1. Dikkatiniz dağıldığında önünüzdeki bir şeyi kaçırabilirsiniz.
Çoğumuz etrafımızdaki dünyayı gözlemleme yeteneğimize büyük değer verme eğilimindeyiz. Hepimiz kendimizi Sherlock Holmes olarak görmesek de, tam önümüzde aptalca veya saçma bir şey olursa bunu fark edeceğimize inanmayı severiz. Sihirbazların bir şeyi kaçırmamızı sağlamak için el çabukluğunu kullanabileceğini hepimiz biliyoruz, ancak bu genellikle bir şeyi çok hızlı bir şekilde yapmayı ve görmemizi istemedikleri bir şeyin önüne bir şeyi koymayı içerir. Çoğu zaman bize gerçekte neler olup bittiğini doğrudan göstermezler, ancak bazen bu sonuç verir.
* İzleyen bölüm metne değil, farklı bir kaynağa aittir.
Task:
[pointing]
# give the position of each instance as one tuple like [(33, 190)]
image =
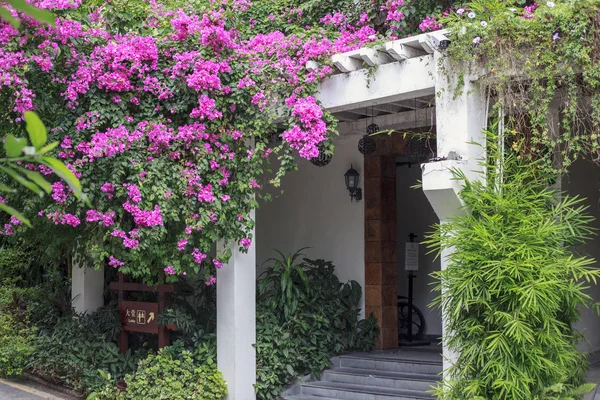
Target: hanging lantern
[(371, 129), (352, 178), (275, 138), (367, 145), (323, 159)]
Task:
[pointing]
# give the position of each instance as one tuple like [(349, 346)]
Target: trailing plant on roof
[(514, 286), (537, 59)]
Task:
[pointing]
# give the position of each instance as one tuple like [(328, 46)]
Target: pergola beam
[(391, 83), (400, 121)]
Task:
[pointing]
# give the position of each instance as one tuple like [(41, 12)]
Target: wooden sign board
[(137, 316)]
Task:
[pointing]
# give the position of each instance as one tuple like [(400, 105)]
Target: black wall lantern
[(352, 176)]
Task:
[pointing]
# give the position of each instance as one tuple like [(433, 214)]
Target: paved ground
[(25, 390)]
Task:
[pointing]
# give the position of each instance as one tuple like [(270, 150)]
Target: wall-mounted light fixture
[(352, 176)]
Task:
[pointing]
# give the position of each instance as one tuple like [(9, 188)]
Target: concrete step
[(347, 391), (394, 380), (391, 365)]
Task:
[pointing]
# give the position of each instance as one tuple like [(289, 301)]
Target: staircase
[(400, 375)]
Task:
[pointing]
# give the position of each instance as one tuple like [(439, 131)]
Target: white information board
[(411, 257)]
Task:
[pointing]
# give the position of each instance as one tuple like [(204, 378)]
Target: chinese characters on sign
[(139, 316), (411, 259)]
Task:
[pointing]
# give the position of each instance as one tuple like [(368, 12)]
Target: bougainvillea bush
[(169, 116)]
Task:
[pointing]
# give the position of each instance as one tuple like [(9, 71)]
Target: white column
[(87, 287), (236, 322), (461, 116)]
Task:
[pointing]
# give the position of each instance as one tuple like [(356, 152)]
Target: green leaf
[(5, 188), (21, 180), (66, 175), (36, 129), (37, 178), (15, 213), (14, 146), (290, 369), (48, 148), (6, 15), (34, 12)]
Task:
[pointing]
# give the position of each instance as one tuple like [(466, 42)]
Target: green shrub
[(305, 315), (175, 374), (17, 336), (14, 264), (78, 347), (513, 286)]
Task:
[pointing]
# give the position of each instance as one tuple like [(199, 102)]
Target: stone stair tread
[(374, 390), (394, 360), (386, 374)]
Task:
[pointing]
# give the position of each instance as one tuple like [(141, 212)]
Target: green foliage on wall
[(305, 315), (536, 61), (18, 338), (175, 374), (514, 286)]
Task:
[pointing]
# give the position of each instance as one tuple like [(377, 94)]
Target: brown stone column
[(380, 243)]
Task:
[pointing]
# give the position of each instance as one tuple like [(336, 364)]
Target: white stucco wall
[(584, 180), (416, 215), (315, 211)]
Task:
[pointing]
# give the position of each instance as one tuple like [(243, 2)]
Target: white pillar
[(87, 288), (236, 322), (461, 116)]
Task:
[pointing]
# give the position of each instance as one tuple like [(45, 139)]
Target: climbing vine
[(536, 59)]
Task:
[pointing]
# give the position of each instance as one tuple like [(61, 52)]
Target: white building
[(365, 239)]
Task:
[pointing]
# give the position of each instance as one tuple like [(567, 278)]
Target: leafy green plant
[(174, 373), (282, 285), (305, 315), (18, 151), (18, 338), (77, 348), (513, 286)]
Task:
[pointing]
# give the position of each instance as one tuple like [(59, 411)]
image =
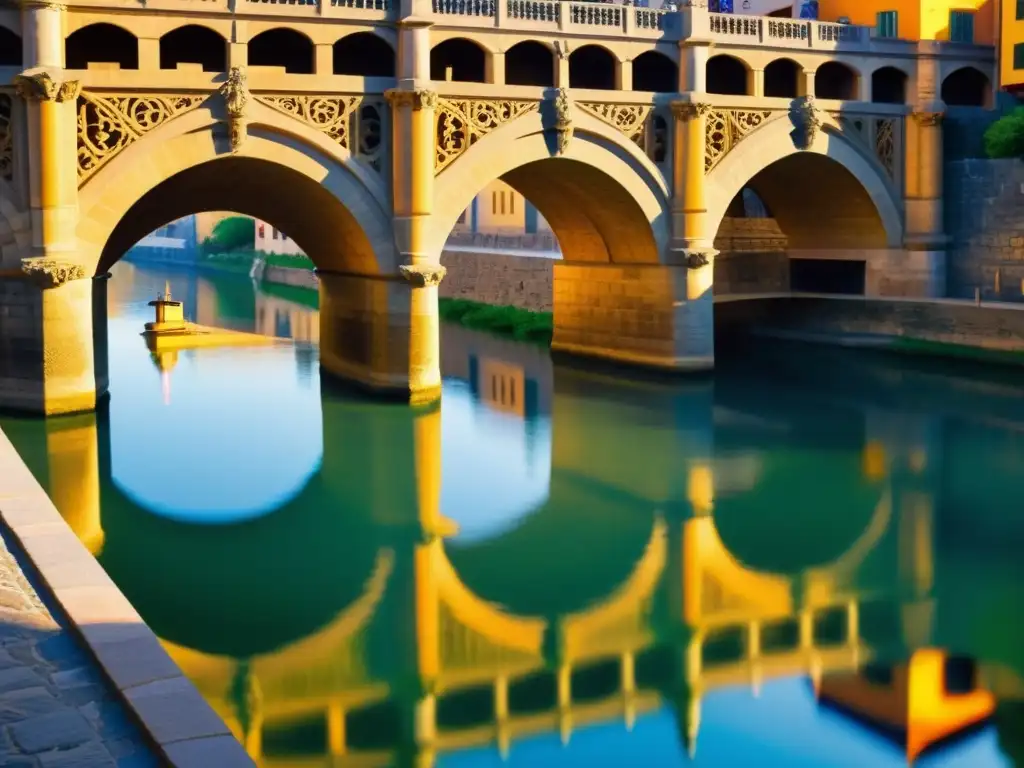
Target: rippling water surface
[(812, 559)]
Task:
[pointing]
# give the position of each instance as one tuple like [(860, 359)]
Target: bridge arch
[(364, 53), (194, 43), (101, 42), (837, 80), (469, 60), (856, 175), (889, 85), (727, 75), (967, 86), (595, 67), (782, 78), (604, 199), (530, 62), (287, 173), (283, 46), (654, 71), (10, 46)]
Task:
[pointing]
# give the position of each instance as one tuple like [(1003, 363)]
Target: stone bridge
[(364, 129)]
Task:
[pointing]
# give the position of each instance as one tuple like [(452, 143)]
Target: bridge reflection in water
[(692, 540)]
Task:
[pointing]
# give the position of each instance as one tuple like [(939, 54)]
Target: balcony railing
[(786, 33)]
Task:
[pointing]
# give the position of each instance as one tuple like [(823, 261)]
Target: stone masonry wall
[(995, 328), (525, 282), (984, 218), (20, 344)]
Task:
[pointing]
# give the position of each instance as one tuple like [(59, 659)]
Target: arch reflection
[(392, 644)]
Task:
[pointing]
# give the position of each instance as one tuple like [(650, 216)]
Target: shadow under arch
[(333, 205), (868, 215), (604, 200)]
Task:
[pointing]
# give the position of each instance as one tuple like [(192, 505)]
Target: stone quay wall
[(984, 218), (943, 321)]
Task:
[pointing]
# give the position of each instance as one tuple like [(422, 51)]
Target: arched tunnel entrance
[(782, 231)]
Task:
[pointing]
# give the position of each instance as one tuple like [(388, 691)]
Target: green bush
[(1005, 137), (506, 321), (231, 233)]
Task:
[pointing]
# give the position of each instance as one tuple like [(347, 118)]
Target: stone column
[(42, 33), (925, 239)]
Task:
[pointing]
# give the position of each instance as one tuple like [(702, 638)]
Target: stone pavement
[(56, 711)]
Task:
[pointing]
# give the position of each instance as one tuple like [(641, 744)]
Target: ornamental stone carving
[(40, 86), (47, 272), (418, 99), (563, 121), (806, 121), (423, 275), (236, 93), (695, 259)]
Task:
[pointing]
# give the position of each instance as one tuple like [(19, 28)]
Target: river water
[(810, 559)]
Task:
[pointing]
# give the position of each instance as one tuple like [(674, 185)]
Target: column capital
[(420, 98), (41, 86), (47, 272), (927, 119), (423, 275), (687, 111)]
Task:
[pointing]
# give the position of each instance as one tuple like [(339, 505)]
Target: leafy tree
[(231, 233), (1005, 137)]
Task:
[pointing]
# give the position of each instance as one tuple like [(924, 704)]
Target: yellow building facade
[(954, 20), (1011, 35)]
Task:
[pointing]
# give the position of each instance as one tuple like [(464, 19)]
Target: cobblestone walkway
[(55, 709)]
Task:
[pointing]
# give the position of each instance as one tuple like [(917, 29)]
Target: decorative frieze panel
[(461, 123), (726, 128), (630, 119), (110, 123), (355, 123), (6, 137)]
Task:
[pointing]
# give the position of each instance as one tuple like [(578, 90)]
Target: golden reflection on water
[(690, 616)]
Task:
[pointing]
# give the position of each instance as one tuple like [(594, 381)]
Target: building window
[(961, 27), (887, 24)]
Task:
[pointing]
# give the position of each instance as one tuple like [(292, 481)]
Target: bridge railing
[(787, 33), (592, 17)]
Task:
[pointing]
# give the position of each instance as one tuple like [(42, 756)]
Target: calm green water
[(560, 567)]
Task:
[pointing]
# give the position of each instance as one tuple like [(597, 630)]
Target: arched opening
[(835, 80), (726, 75), (100, 43), (654, 72), (364, 53), (10, 48), (529, 62), (194, 44), (966, 87), (777, 236), (782, 79), (283, 47), (889, 86), (592, 67), (459, 59), (312, 216)]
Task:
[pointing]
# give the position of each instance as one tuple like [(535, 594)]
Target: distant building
[(271, 240), (501, 210), (954, 20)]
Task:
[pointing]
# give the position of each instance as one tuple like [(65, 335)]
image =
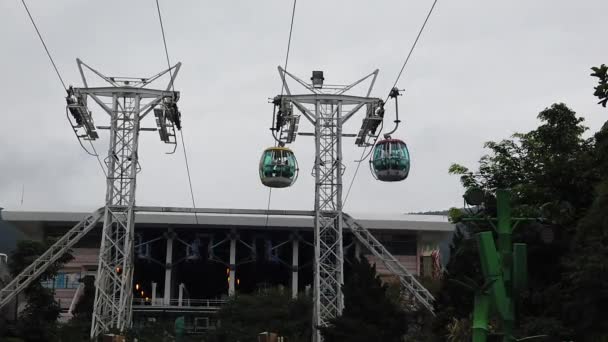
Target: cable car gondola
[(278, 167), (390, 161)]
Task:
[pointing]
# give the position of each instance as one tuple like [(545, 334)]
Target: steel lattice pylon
[(131, 101), (327, 108)]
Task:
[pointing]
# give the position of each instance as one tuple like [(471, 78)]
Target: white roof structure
[(229, 218)]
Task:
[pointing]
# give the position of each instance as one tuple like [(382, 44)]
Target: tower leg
[(329, 253), (168, 269), (114, 291), (295, 250), (232, 280)]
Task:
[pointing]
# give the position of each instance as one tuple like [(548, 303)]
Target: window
[(63, 280)]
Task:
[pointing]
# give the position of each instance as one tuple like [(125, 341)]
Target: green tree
[(586, 275), (38, 321), (245, 316), (552, 171), (369, 314)]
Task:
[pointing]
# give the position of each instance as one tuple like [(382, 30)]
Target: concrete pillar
[(357, 250), (294, 267), (154, 293), (168, 269), (418, 254), (181, 295), (232, 274)]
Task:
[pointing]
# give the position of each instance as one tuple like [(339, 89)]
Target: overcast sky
[(482, 71)]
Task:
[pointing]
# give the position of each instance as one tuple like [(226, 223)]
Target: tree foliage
[(38, 321), (553, 171), (369, 314), (601, 90), (245, 316)]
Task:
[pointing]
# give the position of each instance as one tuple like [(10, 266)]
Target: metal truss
[(48, 258), (130, 101), (327, 108), (408, 281)]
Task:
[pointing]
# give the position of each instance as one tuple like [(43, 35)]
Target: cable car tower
[(130, 101), (327, 108)]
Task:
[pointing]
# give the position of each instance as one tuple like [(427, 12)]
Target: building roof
[(299, 219)]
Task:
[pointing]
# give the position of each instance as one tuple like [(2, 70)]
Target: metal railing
[(207, 303), (407, 279), (58, 249)]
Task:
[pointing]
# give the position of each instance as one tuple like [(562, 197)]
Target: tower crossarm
[(40, 265), (406, 278)]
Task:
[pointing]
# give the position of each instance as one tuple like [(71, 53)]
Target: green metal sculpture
[(180, 328), (504, 267)]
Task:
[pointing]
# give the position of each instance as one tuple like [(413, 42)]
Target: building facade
[(189, 264)]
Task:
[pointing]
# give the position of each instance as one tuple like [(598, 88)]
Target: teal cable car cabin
[(278, 167), (390, 160)]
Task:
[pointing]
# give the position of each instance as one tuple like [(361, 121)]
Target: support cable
[(293, 14), (413, 46), (181, 131), (407, 58), (48, 53), (44, 45)]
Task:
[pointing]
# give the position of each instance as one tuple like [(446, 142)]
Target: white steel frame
[(328, 108), (131, 101)]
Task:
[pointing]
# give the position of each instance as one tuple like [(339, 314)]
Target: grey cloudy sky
[(482, 71)]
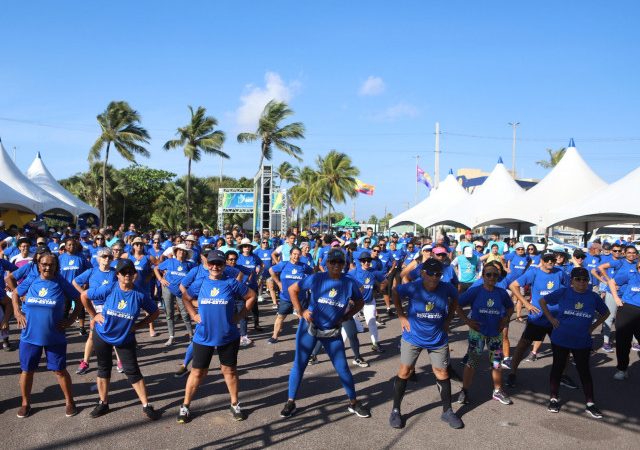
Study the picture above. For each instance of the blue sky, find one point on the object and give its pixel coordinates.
(367, 78)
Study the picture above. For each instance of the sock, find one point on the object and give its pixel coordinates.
(399, 387)
(444, 386)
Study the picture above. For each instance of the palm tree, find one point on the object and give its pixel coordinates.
(120, 126)
(270, 132)
(554, 158)
(336, 178)
(197, 137)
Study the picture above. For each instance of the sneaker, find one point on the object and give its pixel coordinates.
(593, 410)
(24, 411)
(237, 413)
(621, 375)
(182, 371)
(395, 419)
(360, 362)
(463, 397)
(71, 410)
(151, 413)
(607, 348)
(82, 368)
(375, 348)
(289, 409)
(452, 419)
(502, 397)
(100, 410)
(568, 382)
(359, 410)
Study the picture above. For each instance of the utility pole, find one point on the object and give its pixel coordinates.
(513, 124)
(437, 157)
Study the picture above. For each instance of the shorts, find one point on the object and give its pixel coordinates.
(285, 308)
(533, 332)
(227, 353)
(409, 355)
(30, 356)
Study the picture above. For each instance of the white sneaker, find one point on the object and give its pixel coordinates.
(621, 375)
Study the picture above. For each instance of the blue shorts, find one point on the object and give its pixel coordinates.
(285, 308)
(30, 356)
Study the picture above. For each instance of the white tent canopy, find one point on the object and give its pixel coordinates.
(40, 176)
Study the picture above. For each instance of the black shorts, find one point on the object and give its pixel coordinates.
(228, 354)
(533, 332)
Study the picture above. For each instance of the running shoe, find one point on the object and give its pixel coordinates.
(621, 375)
(182, 371)
(452, 419)
(360, 362)
(289, 409)
(151, 413)
(395, 419)
(82, 368)
(567, 382)
(100, 410)
(237, 413)
(24, 411)
(359, 410)
(502, 397)
(71, 410)
(593, 410)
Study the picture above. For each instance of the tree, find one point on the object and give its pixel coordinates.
(554, 158)
(270, 132)
(120, 125)
(336, 178)
(195, 138)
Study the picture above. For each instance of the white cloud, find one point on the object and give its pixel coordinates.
(255, 98)
(372, 86)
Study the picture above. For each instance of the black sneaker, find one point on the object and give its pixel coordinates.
(554, 406)
(100, 410)
(289, 409)
(151, 413)
(593, 410)
(359, 410)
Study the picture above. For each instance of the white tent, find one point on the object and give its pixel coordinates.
(40, 176)
(615, 203)
(40, 200)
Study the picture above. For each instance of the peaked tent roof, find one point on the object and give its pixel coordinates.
(40, 200)
(40, 176)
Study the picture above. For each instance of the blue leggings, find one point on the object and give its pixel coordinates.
(334, 348)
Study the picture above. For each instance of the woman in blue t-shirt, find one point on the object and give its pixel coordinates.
(577, 307)
(42, 315)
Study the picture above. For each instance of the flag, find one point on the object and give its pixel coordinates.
(423, 177)
(364, 188)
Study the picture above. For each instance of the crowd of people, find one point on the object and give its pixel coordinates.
(336, 284)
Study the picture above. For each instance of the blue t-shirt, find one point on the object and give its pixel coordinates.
(488, 308)
(120, 311)
(216, 306)
(427, 313)
(44, 306)
(290, 274)
(329, 298)
(174, 272)
(575, 311)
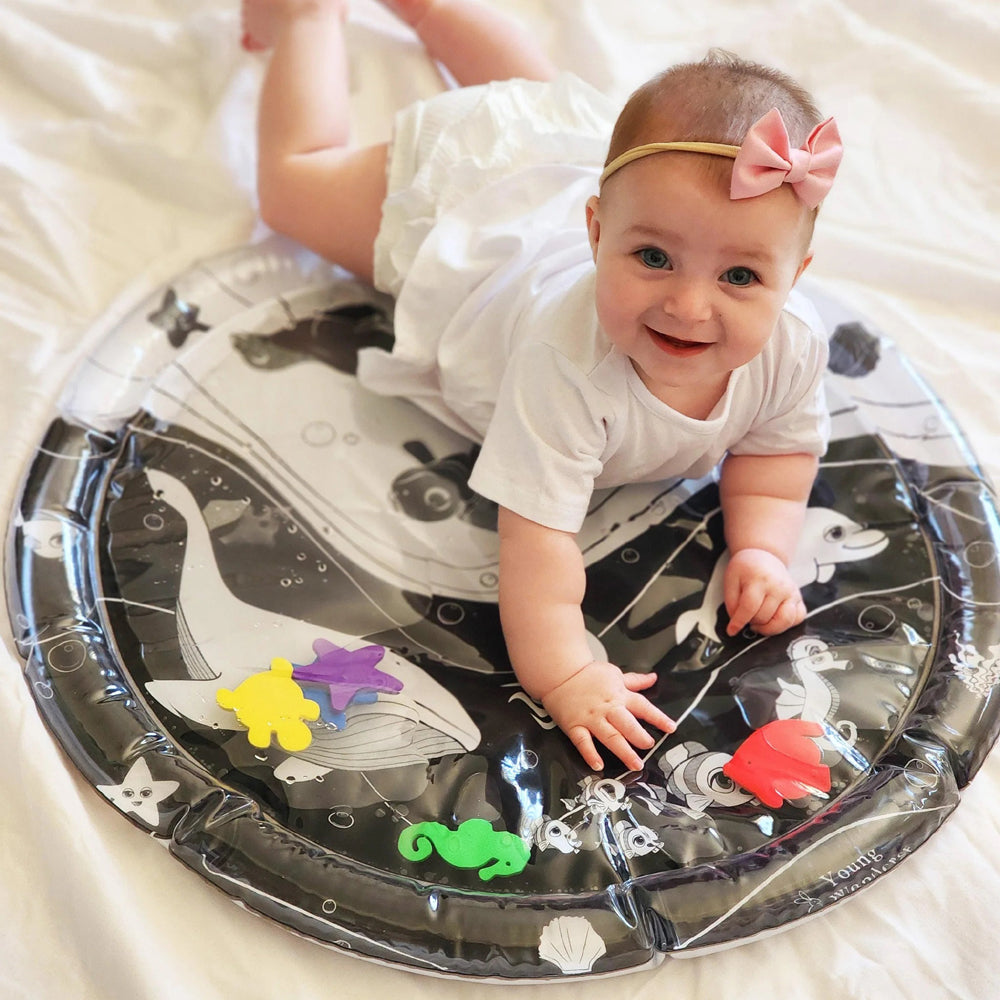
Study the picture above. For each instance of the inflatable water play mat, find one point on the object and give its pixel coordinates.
(257, 608)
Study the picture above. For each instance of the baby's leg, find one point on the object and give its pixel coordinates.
(476, 42)
(311, 187)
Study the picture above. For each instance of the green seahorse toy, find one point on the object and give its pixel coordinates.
(475, 844)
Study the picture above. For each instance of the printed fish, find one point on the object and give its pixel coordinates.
(828, 538)
(780, 761)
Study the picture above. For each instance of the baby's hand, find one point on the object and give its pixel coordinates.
(761, 593)
(600, 701)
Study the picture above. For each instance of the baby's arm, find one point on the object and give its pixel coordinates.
(542, 582)
(763, 506)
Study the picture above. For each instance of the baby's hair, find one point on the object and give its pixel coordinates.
(715, 100)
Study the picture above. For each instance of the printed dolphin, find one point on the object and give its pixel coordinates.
(828, 538)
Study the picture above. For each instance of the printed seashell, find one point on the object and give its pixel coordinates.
(571, 944)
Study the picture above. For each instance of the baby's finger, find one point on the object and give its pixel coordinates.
(581, 739)
(628, 726)
(621, 747)
(768, 609)
(638, 682)
(643, 708)
(790, 612)
(740, 616)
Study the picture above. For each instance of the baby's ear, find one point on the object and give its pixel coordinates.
(593, 223)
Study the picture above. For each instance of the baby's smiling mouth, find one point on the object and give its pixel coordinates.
(676, 347)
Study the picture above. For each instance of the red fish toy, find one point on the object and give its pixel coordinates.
(780, 761)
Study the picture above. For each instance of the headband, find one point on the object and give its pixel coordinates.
(765, 161)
Bunun en ünlü örneklerinden biri sihirbazlardan değil, psikologların öğrencilere bazı şeyleri ne kadar kolay gözden kaçırabildiğimizi ve nasıl aldatılabileceğimizi öğretmek için kullanmayı sevdikleri videolardan geliyor. Videoda birkaç kişinin basketbol topunu ileri geri fırlattığı görülüyor. Sizden bir video izlemeniz ve insanların kaç kez pas attığını görmeniz isteniyor. Çoğu insan pasoları saymakla o kadar meşgul ki, goril kostümü giymiş bir adamın resmin içinde yürüdüğünü ve göğsünü yumruklamak için durduğunu fark etmiyorlar. Buna dikkat dışı körlük denir ve psikologlar arasında iyi bilinen bir olgudur.